May 5, 2010 at 2:09 pm
Many articles says that the Database Mirroring (with snapshot backup) is as good as replication.
So I want to see this for myself and I don't think so.
I am using sql server 2005. I setup the Database Mirroring and created a snapshot backup of the database mirroring since the database mirroring is not accessible.
when there is a change on the Principal partner, the Mirrored Partner gets the change.
However, the snapshot Database backup did not reflect the changes afterwards unless we re-create the snapshot backup, but then the user of the database snapshot gets disconnected.
If the snapshot is getting re-created and the user is in the middle of a transaction using the snapshot database, it will get knocked out. In Replication, the user never gets disconnected.
So I don't see how this is compatible to transaction Replication.
May 5, 2010 at 2:13 pm
A database snapshot is a point in time picture of the data. If you take a snapshot at 8:00 AM, you wont see any changes to the data that are made after 8:00 AM.
May 6, 2010 at 7:03 am
I think that the articles you are reading are missing the point a bit. At best, snapshot replication might be similar to mirroring plus a database snapshot.

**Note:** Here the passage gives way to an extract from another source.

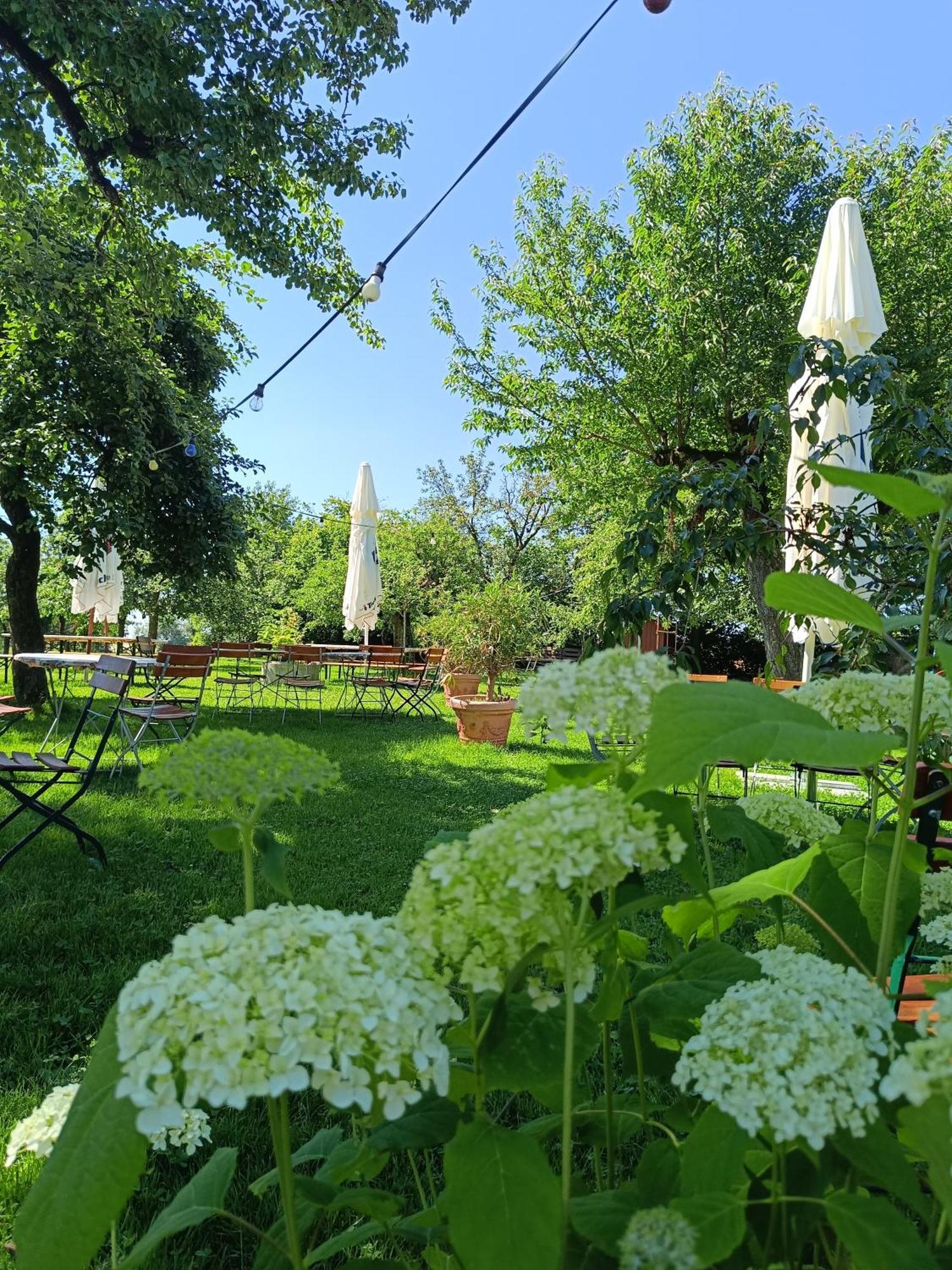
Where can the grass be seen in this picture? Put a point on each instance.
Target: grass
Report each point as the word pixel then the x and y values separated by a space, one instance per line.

Mirroring definitely does not give you any (near) real time access and it is not designed to do that.
As you have found, transactional replication does give you near real time access to data from a separate database. You could consider that database mirroring does apply all transactions from the source database to the mirror database. However, unless you are continuously re-creating snapshots, there is no way to get access to the data.
I suspect that the articles about mirroring must be using transactional replication as a metaphor for how the transactions get from the source database to the mirror but are not intending to imply that the data is accessible.